Despite J. Robert Oppenheimer's objections, a few Manhattan Project scientists organized a discussion on the implications of the "Gadget" for civilization shortly before the bomb was tested. Another handful issued the Franck Report, advising against dropping the bomb on cities without a prior demonstration and warning of the dangers of an atomic arms race. Neither initiative had any discernible effect.

We ended up in a world where the United States had two incinerated cities on its conscience, and its pursuit of nuclear dominance created a world of nuclear overkill and mutually assured destruction.

This time we have a chance to do better. The science in question now is not physics, but neuroscience, and the question is whether we can control its militarization.

According to Jonathan Moreno's fascinating and frightening new book, Mind Wars: Brain Research and National Defense (Dana Press 2006), the Defense Advanced Research Projects Agency has been funding research in the following areas:

• Mind-machine interfaces ("neural prosthetics") that will enable pilots and soldiers to control high-tech weapons by thought alone.

• "Living robots" whose movements could be controlled via brain implants.
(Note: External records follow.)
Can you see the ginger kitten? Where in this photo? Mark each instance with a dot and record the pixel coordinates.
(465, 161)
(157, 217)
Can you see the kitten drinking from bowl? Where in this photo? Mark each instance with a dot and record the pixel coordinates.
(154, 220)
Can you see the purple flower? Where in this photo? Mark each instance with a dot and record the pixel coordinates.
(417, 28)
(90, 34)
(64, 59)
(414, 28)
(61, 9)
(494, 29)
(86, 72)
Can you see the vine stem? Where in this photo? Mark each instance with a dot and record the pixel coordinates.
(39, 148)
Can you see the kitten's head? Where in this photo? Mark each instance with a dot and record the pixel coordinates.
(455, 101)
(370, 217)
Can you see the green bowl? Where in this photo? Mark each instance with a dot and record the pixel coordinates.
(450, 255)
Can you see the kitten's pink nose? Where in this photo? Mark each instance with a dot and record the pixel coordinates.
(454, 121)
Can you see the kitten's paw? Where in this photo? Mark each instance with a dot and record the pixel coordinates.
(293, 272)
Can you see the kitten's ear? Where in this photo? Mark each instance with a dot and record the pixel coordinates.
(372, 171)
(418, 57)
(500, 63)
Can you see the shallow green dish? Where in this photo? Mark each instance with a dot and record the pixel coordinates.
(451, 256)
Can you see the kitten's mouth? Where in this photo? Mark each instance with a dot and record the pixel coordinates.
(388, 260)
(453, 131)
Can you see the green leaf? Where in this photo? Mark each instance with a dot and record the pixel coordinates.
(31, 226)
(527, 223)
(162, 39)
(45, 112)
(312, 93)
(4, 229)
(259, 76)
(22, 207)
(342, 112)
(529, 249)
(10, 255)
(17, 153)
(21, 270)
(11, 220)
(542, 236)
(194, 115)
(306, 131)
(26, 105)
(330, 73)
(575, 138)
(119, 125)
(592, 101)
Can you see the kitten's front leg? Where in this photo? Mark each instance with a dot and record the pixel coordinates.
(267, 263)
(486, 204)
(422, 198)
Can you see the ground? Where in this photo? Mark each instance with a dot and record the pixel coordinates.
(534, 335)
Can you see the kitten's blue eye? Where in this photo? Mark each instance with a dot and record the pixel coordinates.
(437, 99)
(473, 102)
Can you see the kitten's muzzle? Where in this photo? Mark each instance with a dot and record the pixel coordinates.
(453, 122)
This technology has already been tested successfully on "roborats" and could lead to animals remotely directed for mine clearance, or even to remotely controlled soldiers.

• "Cognitive feedback helmets" that allow remote monitoring of soldiers' mental state.

• MRI technologies ("brain fingerprinting") for use in interrogation or airport screening for terrorists. Quite apart from questions about their error rate, such technologies would raise the issue of whether involuntary brain scans violate the Fifth Amendment right against self-incrimination.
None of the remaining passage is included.